A boy on a 1.9 kg skateboard initially at rest

tosses a(n) 8.0 kg jug of water in the forward
direction.
If the jug has a speed of 2.7 m/s relative to
the ground and the boy and skateboard move
in the opposite direction at 0.65 m/s, find the
boy’s mass.
Answer in units of kg.

Answer 1

Approximately
`31.3\; {\rm kg}`. (Assuming the friction between the skateboard and the ground is negligible.)

Step-by-step explanation:

The momentum
`p` of an object of
`m` and velocity
`v` is:

`p = m\, v`.

When the boy tossed the jug of water, the change in the momentum of the jug would be:

`\Delta p(\text{jug}) = m(\text{jug}) \, (v(\text{jug}) - u(\text{jug}))`, where:

• 
  `m(\text{jug}) = 8.0\; {\rm kg}` is the mass of the jug;
• 
  `v(\text{jug}) = 2.7\; {\rm m\cdot s^(-1)}` is the velocity of the jug after the toss;
• 
  `u(\text{jug}) = 0\; {\rm m\cdot s^(-1)}` is the initial velocity of the jug, which was at rest before the toss.

Hence:

`\begin{aligned}\Delta p(\text{jug}) &= m(\text{jug}) \, (v(\text{jug}) - u(\text{jug})) \\ &= (8.0)\, (2.7 - 0)\; {\rm kg\cdot m\cdot s^(-1)} \\ &= 21.6\; {\rm kg\cdot m\cdot s^(-1)}\end{aligned}`.

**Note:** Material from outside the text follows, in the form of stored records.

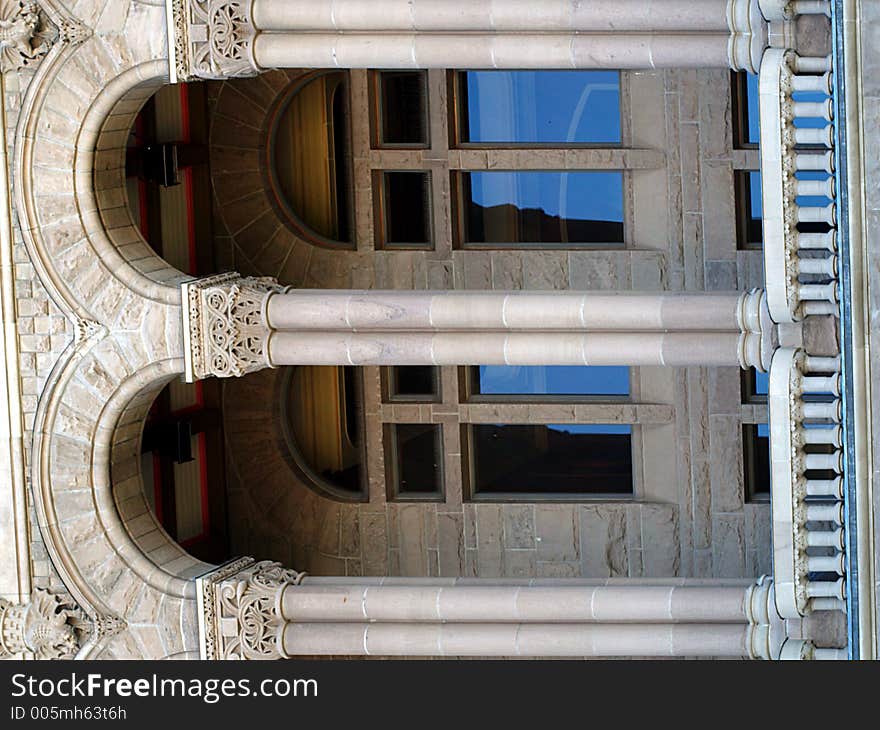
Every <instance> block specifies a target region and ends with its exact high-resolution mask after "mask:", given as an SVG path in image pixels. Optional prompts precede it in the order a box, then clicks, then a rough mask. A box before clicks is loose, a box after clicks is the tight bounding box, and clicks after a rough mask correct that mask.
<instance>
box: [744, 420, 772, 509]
mask: <svg viewBox="0 0 880 730" xmlns="http://www.w3.org/2000/svg"><path fill="white" fill-rule="evenodd" d="M762 425H767V424H763V423H744V424H742V444H743V459H742V465H743V487H744V490H745V501H746V503H747V504H768V503H769V502H770V490H771V488H772V487H771V481H772V477H771V474H770V471H769V470H768V472H767V491H766V492H765V491H759V490H758V489H756V487H757V482H758V481H759V479H758V470H757V464H758V459H757V453H756V452H757V444H758V439H759V438H760V437H759V436H758V426H762ZM767 441H768V444H767V445H768V449H769V437H768V439H767ZM769 461H770V460H769V456H768V466H769Z"/></svg>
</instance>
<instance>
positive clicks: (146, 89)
mask: <svg viewBox="0 0 880 730" xmlns="http://www.w3.org/2000/svg"><path fill="white" fill-rule="evenodd" d="M142 7H143V8H144V9H145V12H142V13H137V14H136V13H134V12H132V13H131V14H130V15H129V20H132V21H133V20H135V19H136V20H138V21H139V22H140V23H141V24H144V25H148V26H152V27H153V28H156V27H162V26H161V25H160V24H159V22H160V20H161V18H160V16H161V15H162V13H161V8H158V7H155V6H151V5H144V6H142ZM154 7H155V9H154ZM153 16H155V17H153ZM146 19H150V20H152V21H153V22H152V23H146V22H145V20H146ZM124 30H125V29H123V31H124ZM129 32H131V31H129ZM140 35H141V36H147V37H145V38H140V41H141V43H142V44H143V47H141V48H138V47H136V46H134V47H133V46H132V45H131V42H130V38H131V36H129V37H128V38H126V40H125V42H121V39H119V38H117V37H115V36H112V35H96V34H94V35H91V36H90V37H89V38H88V39H87V40H85V41H84V42H83V43H80V44H78V45H74V44H69V43H59V44H57V45H56V46H55V47H54V48H53V49H52V51H51V52H50V54H49V56H47V58H46V59H45V60H44V62H43V64H41V66H40V67H39V70H38V72H37V74H36V75H35V77H34V79H33V81H32V82H31V84H30V85H29V87H28V91H27V95H26V97H25V100H24V102H23V108H22V114H21V115H20V119H19V126H18V130H17V138H18V140H19V143H18V144H17V146H16V154H15V160H14V167H15V169H14V174H15V188H16V207H17V210H18V214H19V220H20V223H21V227H22V231H23V234H24V239H25V244H26V245H27V248H28V252H29V254H30V256H31V259H32V261H33V262H34V265H35V267H36V269H37V271H38V273H39V275H40V279H41V281H42V282H43V283H44V285H45V286H46V287H47V289H48V291H49V293H50V295H51V296H52V297H53V299H54V300H55V301H56V303H57V304H58V305H59V306H60V307H61V308H62V309H63V310H64V311H65V312H68V313H70V314H73V315H75V316H76V317H78V318H80V319H90V320H96V321H100V322H102V323H104V324H108V325H110V326H112V324H113V323H112V316H113V314H114V313H116V312H117V311H118V309H119V306H118V305H119V304H120V303H122V302H124V301H126V300H131V299H141V300H144V304H147V303H154V304H157V305H165V306H178V305H179V303H180V292H179V288H178V287H177V286H176V285H175V284H176V283H177V282H178V281H179V280H180V278H181V277H182V274H181V273H180V272H177V271H176V270H174V269H172V268H171V267H169V266H168V265H167V264H166V263H165V262H164V261H162V260H161V259H159V257H158V256H156V255H155V254H154V253H152V250H151V249H149V247H148V246H147V245H146V242H145V241H144V240H143V238H142V237H141V236H140V234H139V233H138V232H137V231H136V229H135V228H134V226H133V225H132V224H131V220H130V217H129V218H128V219H127V220H126V217H125V216H126V215H127V210H126V199H125V195H126V194H125V188H124V148H125V141H124V140H125V137H126V136H127V129H128V128H129V127H128V126H126V125H129V126H130V122H131V121H132V120H133V118H134V116H136V114H137V112H138V110H139V109H140V107H141V106H142V105H143V103H144V102H145V101H146V100H147V99H148V98H149V97H150V95H151V94H152V93H153V92H154V91H155V89H157V88H159V87H160V86H161V85H163V84H165V83H168V63H167V61H166V60H163V59H164V56H165V49H164V37H163V38H162V39H161V41H162V46H163V47H162V48H153V47H151V45H152V44H153V43H155V42H156V40H155V39H154V40H153V41H152V42H151V41H150V39H149V36H150V35H155V33H154V32H153V33H150V32H144V31H142V32H141V33H140ZM123 211H125V213H123Z"/></svg>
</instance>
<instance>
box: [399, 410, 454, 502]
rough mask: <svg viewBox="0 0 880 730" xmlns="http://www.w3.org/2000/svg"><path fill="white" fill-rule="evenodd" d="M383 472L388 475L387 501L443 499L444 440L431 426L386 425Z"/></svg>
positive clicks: (405, 423) (434, 500) (414, 500)
mask: <svg viewBox="0 0 880 730" xmlns="http://www.w3.org/2000/svg"><path fill="white" fill-rule="evenodd" d="M385 448H386V454H385V469H386V471H389V472H390V476H391V478H390V480H389V485H390V487H391V494H390V495H389V498H390V499H402V500H413V501H419V500H423V501H442V500H443V468H442V462H443V437H442V432H441V429H440V426H439V425H437V424H432V423H413V424H410V423H392V424H386V426H385Z"/></svg>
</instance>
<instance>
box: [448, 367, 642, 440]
mask: <svg viewBox="0 0 880 730" xmlns="http://www.w3.org/2000/svg"><path fill="white" fill-rule="evenodd" d="M538 367H542V366H538ZM544 367H546V366H544ZM573 367H580V366H578V365H575V366H573ZM584 367H589V366H584ZM479 368H480V366H479V365H461V366H459V368H458V384H459V400H460V402H461V403H464V404H470V403H474V404H479V403H511V404H516V403H523V404H528V403H533V404H539V403H541V404H548V405H556V404H559V405H562V404H566V403H572V404H590V403H592V404H596V405H601V404H623V403H632V402H633V381H634V373H633V370H634V368H633V367H631V366H628V367H627V369H628V370H629V395H602V394H593V395H590V394H578V393H572V394H562V393H560V394H552V393H479V392H477V388H476V387H475V386H476V385H477V384H478V382H479V377H480V376H479ZM627 425H633V424H627Z"/></svg>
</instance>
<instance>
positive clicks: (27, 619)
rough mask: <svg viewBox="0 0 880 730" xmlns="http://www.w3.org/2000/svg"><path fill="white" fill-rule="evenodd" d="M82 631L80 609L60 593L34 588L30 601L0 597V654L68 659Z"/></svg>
mask: <svg viewBox="0 0 880 730" xmlns="http://www.w3.org/2000/svg"><path fill="white" fill-rule="evenodd" d="M86 630H87V625H86V623H85V621H84V619H83V616H82V613H81V612H80V610H79V609H78V608H77V607H76V606H75V605H74V604H72V603H70V602H68V600H66V599H65V598H63V597H62V596H58V595H55V594H52V593H49V592H48V591H44V590H42V589H37V590H35V591H34V592H33V594H32V595H31V601H30V603H25V604H15V603H10V602H9V601H6V600H3V599H0V657H3V656H15V655H19V654H28V653H32V654H33V655H34V656H35V657H36V658H37V659H70V658H72V657H73V656H74V655H75V654H76V652H77V651H78V650H79V647H80V643H81V641H82V636H83V633H84V632H85V631H86Z"/></svg>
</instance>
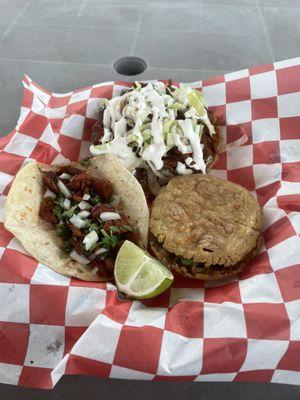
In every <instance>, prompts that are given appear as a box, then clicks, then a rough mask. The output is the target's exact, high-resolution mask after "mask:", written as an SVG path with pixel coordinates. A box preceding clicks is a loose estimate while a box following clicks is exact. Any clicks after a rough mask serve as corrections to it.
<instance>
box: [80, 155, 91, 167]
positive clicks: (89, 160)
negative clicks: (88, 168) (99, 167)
mask: <svg viewBox="0 0 300 400" xmlns="http://www.w3.org/2000/svg"><path fill="white" fill-rule="evenodd" d="M80 164H81V165H83V166H84V167H88V166H89V165H90V157H87V158H84V159H83V160H81V162H80Z"/></svg>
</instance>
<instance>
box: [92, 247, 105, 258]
mask: <svg viewBox="0 0 300 400" xmlns="http://www.w3.org/2000/svg"><path fill="white" fill-rule="evenodd" d="M107 252H108V250H107V249H105V248H104V247H100V249H98V250H97V251H95V253H94V254H96V256H99V255H100V254H104V253H107Z"/></svg>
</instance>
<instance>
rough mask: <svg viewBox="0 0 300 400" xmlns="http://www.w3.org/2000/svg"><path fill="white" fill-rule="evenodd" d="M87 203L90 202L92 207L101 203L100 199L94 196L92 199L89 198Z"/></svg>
mask: <svg viewBox="0 0 300 400" xmlns="http://www.w3.org/2000/svg"><path fill="white" fill-rule="evenodd" d="M89 202H90V203H91V204H92V205H93V206H96V205H97V204H98V203H100V202H101V198H100V197H99V196H94V197H91V198H90V200H89Z"/></svg>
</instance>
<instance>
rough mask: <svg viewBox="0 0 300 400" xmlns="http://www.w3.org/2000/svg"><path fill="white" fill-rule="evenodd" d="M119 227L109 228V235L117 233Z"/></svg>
mask: <svg viewBox="0 0 300 400" xmlns="http://www.w3.org/2000/svg"><path fill="white" fill-rule="evenodd" d="M120 229H121V227H120V226H111V227H110V233H111V234H112V233H119V232H120Z"/></svg>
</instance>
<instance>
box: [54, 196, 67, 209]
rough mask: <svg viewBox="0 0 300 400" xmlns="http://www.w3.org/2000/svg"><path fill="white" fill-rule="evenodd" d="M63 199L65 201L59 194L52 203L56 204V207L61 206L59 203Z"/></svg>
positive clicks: (62, 200)
mask: <svg viewBox="0 0 300 400" xmlns="http://www.w3.org/2000/svg"><path fill="white" fill-rule="evenodd" d="M64 199H65V197H64V195H63V194H62V193H59V195H58V196H57V197H56V199H55V200H54V203H55V204H57V205H58V206H61V203H62V201H63V200H64Z"/></svg>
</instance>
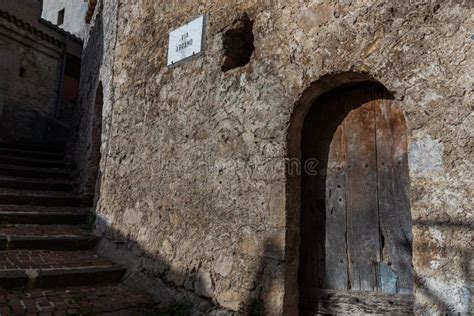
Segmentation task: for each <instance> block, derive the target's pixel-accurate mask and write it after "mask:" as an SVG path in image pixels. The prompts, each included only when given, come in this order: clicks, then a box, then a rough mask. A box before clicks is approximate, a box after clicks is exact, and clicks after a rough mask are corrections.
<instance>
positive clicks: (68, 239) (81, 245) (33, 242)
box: [0, 224, 98, 250]
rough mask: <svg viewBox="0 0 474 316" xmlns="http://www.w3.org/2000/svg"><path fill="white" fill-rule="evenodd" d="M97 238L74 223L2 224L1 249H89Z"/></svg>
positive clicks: (78, 249)
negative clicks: (57, 224) (48, 223)
mask: <svg viewBox="0 0 474 316" xmlns="http://www.w3.org/2000/svg"><path fill="white" fill-rule="evenodd" d="M97 240H98V239H97V238H96V237H94V236H92V235H91V234H90V232H88V231H86V230H84V229H82V228H80V227H79V226H73V225H34V224H3V225H0V250H13V249H28V250H38V249H41V250H89V249H93V248H95V246H96V244H97Z"/></svg>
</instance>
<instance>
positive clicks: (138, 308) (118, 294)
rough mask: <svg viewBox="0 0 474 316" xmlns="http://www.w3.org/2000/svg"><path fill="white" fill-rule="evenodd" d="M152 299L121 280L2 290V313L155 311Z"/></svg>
mask: <svg viewBox="0 0 474 316" xmlns="http://www.w3.org/2000/svg"><path fill="white" fill-rule="evenodd" d="M153 305H154V304H153V301H152V300H151V299H150V298H149V297H147V296H145V295H143V294H140V293H136V292H134V291H132V290H130V289H128V288H127V287H126V286H124V285H122V284H108V285H99V286H80V287H65V288H57V289H32V290H26V291H8V290H3V291H2V290H0V315H72V314H74V315H98V314H105V313H107V314H109V315H110V314H113V315H153V314H151V313H146V311H147V310H148V308H150V307H152V306H153Z"/></svg>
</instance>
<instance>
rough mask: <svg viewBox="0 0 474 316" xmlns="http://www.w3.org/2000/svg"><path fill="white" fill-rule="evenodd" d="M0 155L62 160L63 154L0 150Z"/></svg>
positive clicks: (16, 149)
mask: <svg viewBox="0 0 474 316" xmlns="http://www.w3.org/2000/svg"><path fill="white" fill-rule="evenodd" d="M0 155H2V156H10V157H21V158H30V159H52V160H61V159H63V158H64V154H63V153H55V152H48V151H36V150H24V149H17V148H0Z"/></svg>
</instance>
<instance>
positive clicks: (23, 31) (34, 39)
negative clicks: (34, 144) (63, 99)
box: [0, 0, 82, 142]
mask: <svg viewBox="0 0 474 316" xmlns="http://www.w3.org/2000/svg"><path fill="white" fill-rule="evenodd" d="M40 14H41V3H40V1H36V0H35V1H33V0H28V1H24V2H18V1H14V0H4V1H2V2H1V4H0V44H1V45H0V70H1V76H0V99H1V100H0V101H1V104H2V105H1V107H2V108H3V111H2V116H1V117H2V119H1V121H0V130H1V133H0V139H2V140H6V141H20V142H45V141H50V142H64V138H65V136H67V129H68V122H67V119H62V117H61V116H60V115H58V114H61V113H60V112H62V111H63V106H62V105H61V102H60V101H61V100H59V99H58V95H59V90H60V89H61V88H60V80H61V71H62V64H63V59H64V54H65V52H66V51H67V52H68V53H69V54H72V55H74V56H76V57H78V58H80V56H81V50H82V43H81V42H80V40H78V39H77V38H73V37H72V35H71V34H68V33H66V32H64V31H62V30H60V29H58V28H55V27H54V26H52V25H50V24H47V23H45V22H41V21H40V19H39V18H40ZM58 107H59V109H58Z"/></svg>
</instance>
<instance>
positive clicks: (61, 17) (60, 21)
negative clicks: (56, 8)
mask: <svg viewBox="0 0 474 316" xmlns="http://www.w3.org/2000/svg"><path fill="white" fill-rule="evenodd" d="M64 12H65V9H61V10H59V12H58V23H57V25H63V24H64Z"/></svg>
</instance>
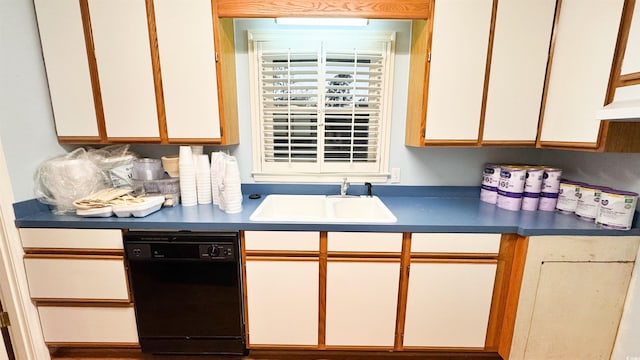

Similarly, the change in the momentum of the skateboard would be:

`\Delta p(\text{board}) = m(\text{board}) \, (v(\text{board}) - u(\text{board}))`, where:

• 
  `m(\text{board}) = 1.9\; {\rm kg}` is the mass of the board;
• 
  `v(\text{board}) =(-0.65)\; {\rm m\cdot s^(-1)}` is the velocity of the board after the toss;
• 
  `u(\text{board}) = 0\; {\rm m\cdot s^(-1)}` is the initial velocity of the board.

Note that the velocity of the board
`v(\text{board})\!` after the toss is opposite to that of the jug. The sign of
`v(\text{board})` would be opposite to that of
`v(\text{jug})`. Since
`v(\text{jug})\!` is positive, the value of
`v(\text{board})\!\!` should be negative.

`\begin{aligned}\Delta p(\text{board}) &= m(\text{board}) \, (v(\text{board}) - u(\text{board})) \\ &= (1.9)\, ((-0.65)- 0)\; {\rm kg\cdot m\cdot s^(-1)} \\ &= (-1.235)\; {\rm kg\cdot m\cdot s^(-1)}\end{aligned}`.

Let
`m(\text{boy})` denote the mass of the boy. The velocity of the boy was initially
`u(\text{boy}) = 0\; {\rm m\cdot s^(-1)}` and would become
`v(\text{boy}) =(-0.65)\; {\rm m\cdot s^(-1)}` after the toss. The change in the velocity of the boy would be:

`\Delta p(\text{boy}) = m(\text{boy}) \, (v(\text{boy}) - u(\text{boy}))`.

Under the assumptions, the total changes in the momentum of this system (the boy, the skateboard, and the jug) should be
`0`. Thus:

`\Delta p(\text{boy}) + \Delta p(\text{boy}) + \Delta p(\text{jug}) = 0`.

Rearrange and solve for the mass of the boy:

`\Delta p(\text{boy}) = -\Delta p(\text{jug}) - \Delta p(\text{board})`.

`\begin{aligned} m(\text{boy}) &= \frac{-\Delta p(\text{jug}) - \Delta p(\text{board})}{v(\text{boy}) - u(\text{boy})} \\ &= (-(21.6) - (-1.235))/((-0.65) - 0)\; {\rm kg} \\ &\approx 31.3\; {\rm kg}\end{aligned}`.